A few years ago, I began taking vocal lessons. Like many people, I was an enthusiastic, lifelong singer, at least in the privacy of my shower. But I wondered if I could actually acquire any skill in the discipline, enough that my family would stop flinching as I belted out the occasional tune around the house. As with any motor skill–what singing primarily is–it took a lot of work. But, gradually, I began staying more on pitch, expanding my range, improving my breath control.
I soon felt the need to do something with this singing. As I was hardly ready for a solo recital at Carnegie Hall, I decided to join a choir.
I signed up with a group called the New York Choir Project, largely on the strength of two things: First, they did songs by Oasis and Eminem. Second, and more important, they didn’t require auditions. Even so, the early days were terrifying. I probably lip-synched half the time, taking shelter in the sonic envelope of my fellow choristers.
But a funny thing happened. Choir became a high point in my life. I’d close out normally dreary Mondays with that evening’s rehearsal and leave on an absolute high. Small wonder, for as science and experience have shown, singing together is ridiculously good for us. There’s a raft of evidence for how it improves our sense of well-being, releases a flood of beneficial hormones, lowers blood pressure and boosts immune response. The choir brought things to my life I wasn’t even aware I was missing: new friends, a reassuring ritual, the challenge of doing something novel.
But then a not-funny thing happened: COVID-19. In early March, we were rehearsing energetically for a show. By the next week, the rehearsals, and the show, were history. Later, news would emerge of how a choir rehearsal in Washington State was a “superspreader” event that infected dozens and left two choir members dead.
In an operatic twist of tragic irony, this thing that was so good for people was now an epidemiologist’s nightmare. Imagine a warm room, filled with recycled air, packed with people–the ideal distance between singers has been put at 18 to 24 in., but often we were literally rubbing shoulders–potentially emitting six times the percentage of airborne droplet nuclei as a roomful of people merely talking would. A dynamic engine for producing transcendent sound was now a virulent conduit for spreading pathogens.
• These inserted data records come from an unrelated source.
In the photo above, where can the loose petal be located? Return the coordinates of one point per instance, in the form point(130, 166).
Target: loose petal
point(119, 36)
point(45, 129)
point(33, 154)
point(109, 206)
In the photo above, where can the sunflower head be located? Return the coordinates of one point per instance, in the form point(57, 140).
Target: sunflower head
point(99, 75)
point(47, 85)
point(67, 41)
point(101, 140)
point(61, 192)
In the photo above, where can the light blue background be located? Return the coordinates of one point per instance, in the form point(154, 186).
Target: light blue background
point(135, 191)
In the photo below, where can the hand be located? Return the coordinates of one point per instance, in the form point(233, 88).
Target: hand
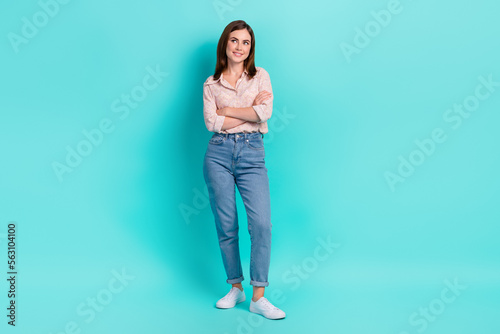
point(221, 112)
point(263, 95)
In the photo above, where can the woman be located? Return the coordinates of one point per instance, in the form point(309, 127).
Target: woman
point(238, 101)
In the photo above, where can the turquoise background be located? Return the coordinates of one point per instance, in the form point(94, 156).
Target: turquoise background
point(340, 123)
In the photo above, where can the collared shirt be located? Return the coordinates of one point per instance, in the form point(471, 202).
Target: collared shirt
point(218, 94)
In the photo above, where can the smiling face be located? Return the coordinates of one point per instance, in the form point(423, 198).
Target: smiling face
point(238, 46)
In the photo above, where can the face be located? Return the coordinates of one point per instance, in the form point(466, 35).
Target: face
point(238, 46)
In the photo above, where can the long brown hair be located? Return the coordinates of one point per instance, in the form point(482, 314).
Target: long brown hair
point(248, 63)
As the spring weeks wore on, deprived of my voice, I turned to Smule, the popular karaoke app. It goes like this: using your phone and earbuds, you either sing one-half of a song or join someone else’s prerecorded track. As in a kind of Facebook in song (come find me at the handle “adultbeginner”), you friend people, you “favorite,” you leave comments. Singing into your phone with strangers may seem odd, but curiously enough, the old power of music to connect people can still come through. Smule says there are hundreds of “Smule babies” it knows of–the children of people who met through the app and started families. I’m not looking for love, but I’ve sung Sondheim with Indonesians and R.E.M. with Floridians, I’ve sung Spanish ballads with Germans and reggae anthems with Koreans. I’ve sung with people in their parked cars or in their bedrooms. I’ve made new singing buddies around the globe–there’s nothing like opening up via the vulnerable act of singing to find out if you strike a chord with someone.
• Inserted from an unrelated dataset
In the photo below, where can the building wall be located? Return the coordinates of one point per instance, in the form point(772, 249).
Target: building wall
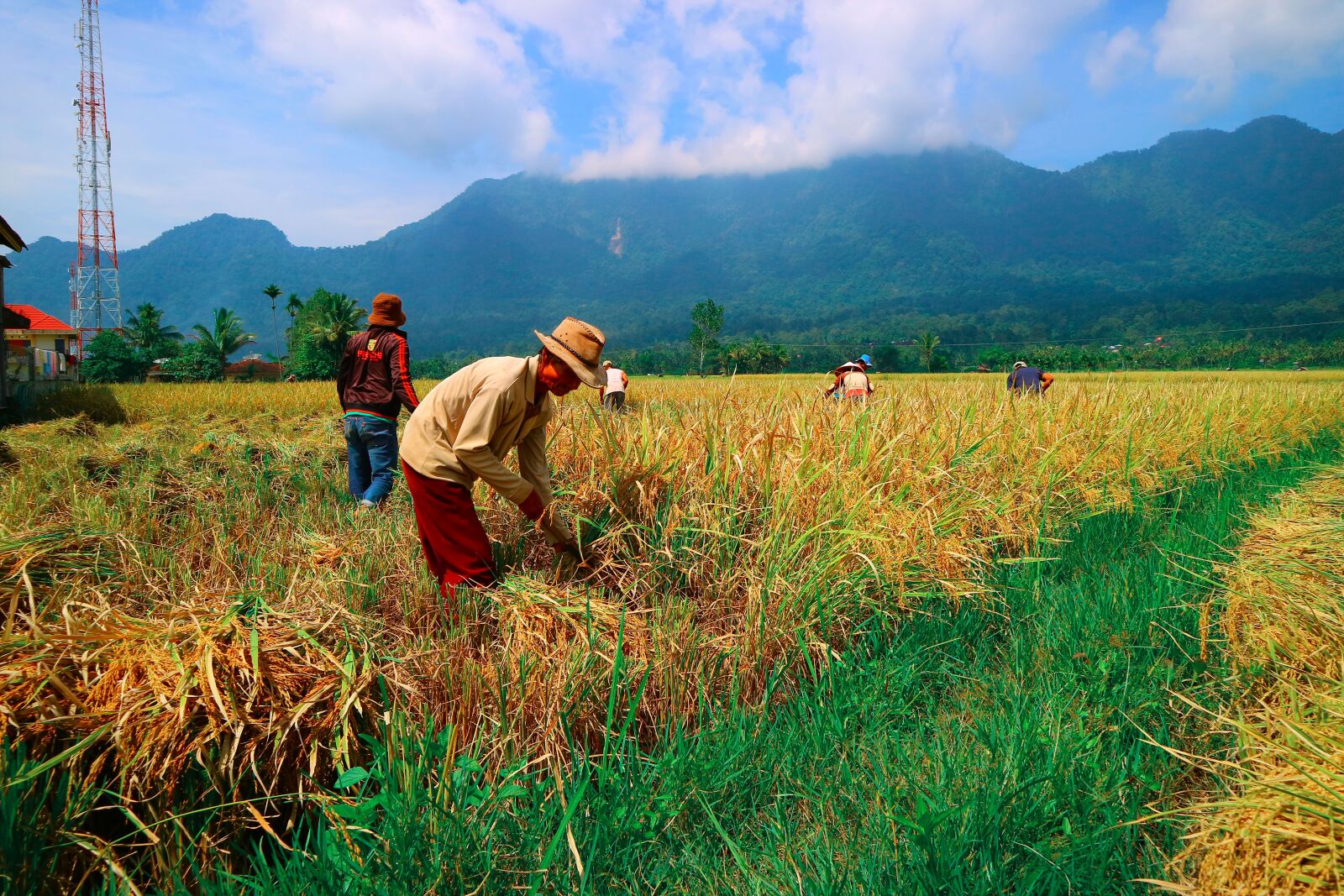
point(50, 342)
But I miss my real-world choir. I miss feeling the actual energy coming off of other people. I miss having an audience beyond my wife and daughter. Like any number of quarantined choirs–and choral singing is America’s most popular performing art by participation–my choir has moved online, to the familiar Zoom grid. It’s reassuring to see this sea of earbud-clad friendly faces, but as the technology isn’t quite there, we can’t all sing together live. I’m dreaming of the day our voices–and breath–reunite.